Tuesday, January 23, 2007

What We Have to Put Up With

Just recently we had Tomy Lapid lambasting us as those who recall to him exactly how his antisemitic neighbor used to curse him and scare him when he was a little boy.

Next now is Danny Rubinstein of Haaretz who doesn't like the way we react to our Arab neighbors' life situation. Here:-

In the settlers' community, life is exemplary. There is a high level of solidarity and mutual aid. This is perhaps the only place in the land where drivers pick up hitchhikers. The settlers pay great attention to the details of life in their settlements, especially with regard to religious matters. They ask their rabbis whether there is a risk of slander in one act, or of theft in another, at least when it has to do with their colleagues. But if these things have to do with Arabs, it is a different story. Then they are insensitive and cruel.
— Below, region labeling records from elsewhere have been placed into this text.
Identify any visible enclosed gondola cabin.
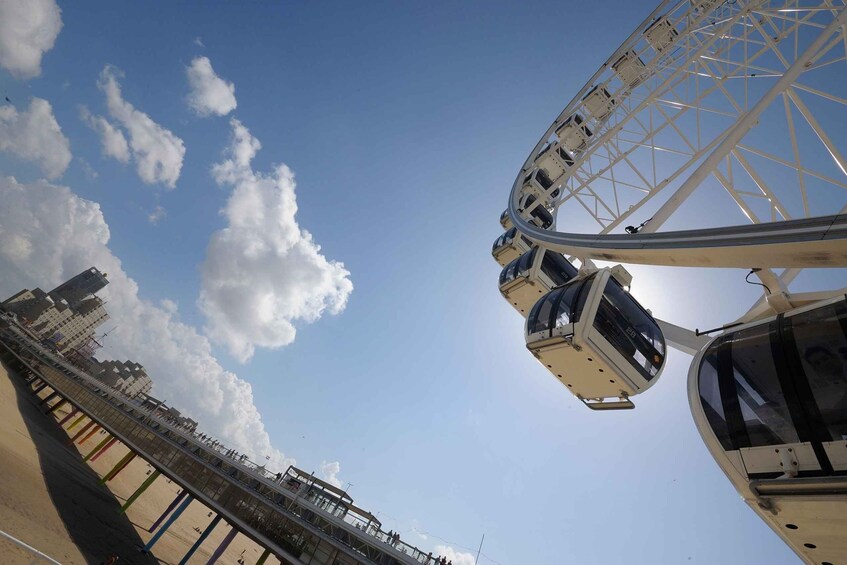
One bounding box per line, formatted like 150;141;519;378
500;246;577;317
688;297;847;564
519;168;561;209
500;195;553;230
491;227;533;267
526;268;665;410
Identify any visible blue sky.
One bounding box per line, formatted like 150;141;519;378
0;0;843;565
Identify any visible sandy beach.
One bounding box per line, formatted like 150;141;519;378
0;360;278;565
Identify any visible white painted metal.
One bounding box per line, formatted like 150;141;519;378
525;268;664;407
496;0;847;563
500;249;576;318
688;302;847;565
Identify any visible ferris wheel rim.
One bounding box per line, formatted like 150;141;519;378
508;1;847;268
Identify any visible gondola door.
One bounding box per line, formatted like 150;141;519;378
699;299;847;478
783;299;847;474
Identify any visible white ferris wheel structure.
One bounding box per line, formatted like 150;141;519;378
493;0;847;565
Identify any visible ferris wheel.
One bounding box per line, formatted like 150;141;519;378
492;0;847;565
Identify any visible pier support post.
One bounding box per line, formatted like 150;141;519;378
206;526;238;565
179;514;221;565
45;398;68;418
79;424;100;445
59;406;79;429
100;450;137;485
147;489;188;533
256;549;271;565
141;495;194;553
118;469;161;514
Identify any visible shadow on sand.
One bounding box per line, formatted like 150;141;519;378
3;363;159;565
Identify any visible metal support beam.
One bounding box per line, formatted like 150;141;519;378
641;11;847;233
206;527;238;565
45;398;68;418
141;495;194;553
80;433;117;462
256;549;271;565
91;437;118;461
38;390;59;406
656;319;710;355
59;406;79;429
118;470;161;514
68;416;95;443
100;450;137;485
179;514;221;565
67;414;88;431
147;489;188;532
79;424;100;445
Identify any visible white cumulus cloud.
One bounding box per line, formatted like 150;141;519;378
186;57;238;117
320;461;341;488
97;66;185;188
198;119;353;362
0;177;293;470
147;204;168;226
0;0;62;78
0;98;71;179
79;106;129;163
432;545;476;565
Every day, as they drive on the roads, the settlers see the distress of their neighbors from the villages suffering at the roadblocks and trailing along the tracks in the hills to scrape out a living, or to get to a field, to school or to a clinic. Their claim is that it is all the fault of terror. And when they are told that it is wrong to punish an entire population, they say anyone who feels pity for the cruel will end up being cruel to those who deserve pity.

Danny, after being called pigs, monkeys and pygmies by some of these people, after being stoned by them, after having my bus set alight in Ramallah by a Molotov cocktail, been shot at, having my neighbors, including a 5-month old, killed by them, let me say that my sympathy is a bit out of sync. I am so sorry.

I am so sorry that these people have, since 1920, denied our right to a homeland and rioted and slaughtered us.

I am so sorry that they have placed their trust in Muftis, Immams and preachers. And in one Yasser Arafat.

I am so sorry that they refused the offer of autonomy of Menachem Begin.

That they refused the Olso process and began suicide bombing.

That they refused Barak's offer at Camp David II.

But, come to think of it, I am not really that sorry that they have refused our reaching out to peace because I now know that their intent is not peaceful.

So, until the people, the sha'ab, realize that there's another way out of their mess, one of coexistence and coming to terms with the Jewish national rights, I am not going to feel guilty by your base and manipulative conclusions about our behavior and our attitude out here in Yesha.